Step-by-Step Solution:
Step 1: Consider the left part of the inequality: 2x + 4(x - 3) < -2 - x. Step 2: Expand the left side: 2x + 4x - 12 = 6x - 12. Step 3: So 6x - 12 < -2 - x. Step 4: Add x to both sides: 7x - 12 < -2. Step 5: Add 12 to both sides: 7x < 10, so x < 10/7. Step 6: Now consider the right part: -2 - x < 2x - 1. Step 7: Add x to both sides: -2 < 3x - 1. Step 8: Add 1 to both sides: -1 < 3x, so x > -1/3. Step 9: Combine the two results to get -1/3 < x < 10/7. Step 10: From the options, x = 1 is the only value in the interval (-1/3, 10/7).

Verification / Alternative check:
Substitute x = 1 into the original compound inequality.
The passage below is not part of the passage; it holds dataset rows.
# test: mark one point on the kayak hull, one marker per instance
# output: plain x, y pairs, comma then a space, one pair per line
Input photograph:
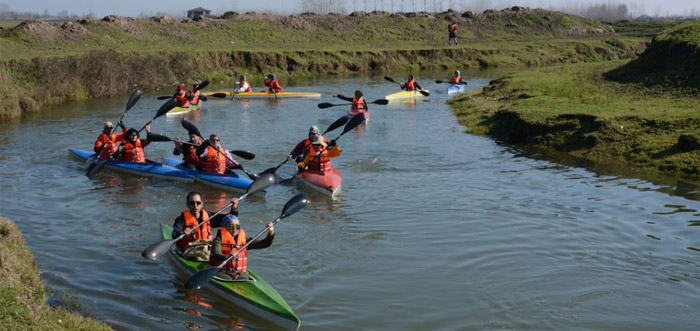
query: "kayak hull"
230, 182
256, 297
329, 183
405, 95
148, 169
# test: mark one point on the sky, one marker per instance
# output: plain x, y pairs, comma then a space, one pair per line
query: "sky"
179, 7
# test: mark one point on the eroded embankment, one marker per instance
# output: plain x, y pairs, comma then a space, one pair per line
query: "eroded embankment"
22, 295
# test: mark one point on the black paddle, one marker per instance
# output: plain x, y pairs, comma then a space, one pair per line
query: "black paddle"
425, 93
91, 162
161, 247
202, 277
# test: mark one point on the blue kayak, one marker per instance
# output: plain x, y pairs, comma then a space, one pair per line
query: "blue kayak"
452, 89
225, 181
149, 168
Compute 2x + 4(x - 3) = 2*1 + 4(1 - 3) = 2 + 4(-2) = 2 - 8 = -6. The middle expression is -2 - x = -2 - 1 = -3. The right expression is 2x - 1 = 2*1 - 1 = 1. We see that -6 < -3 < 1, so x = 1 satisfies the double inequality.

Why Other Options Are Wrong:

• Option A: x = -1 is less than -1/3, so it does not satisfy the right side inequality.
• Option C: x = 2 is greater than 10/7, so it does not satisfy the left side inequality.
• Option D: x = -2 is far outside the valid range on the left.
• Option E: x = 0 gives -12 < -2 < -1, which fails the right comparison since -2 is not less than -1.

Common Pitfalls:
Students sometimes try to manipulate the entire compound inequality in one step and lose track of operations, or they accidentally reverse inequality signs when not required. Treating the compound inequality as two separate inequalities, solving them carefully, and finally intersecting the solution sets is the safest method.

Final Answer:
Thus, the value of x that satisfies the inequality is 1.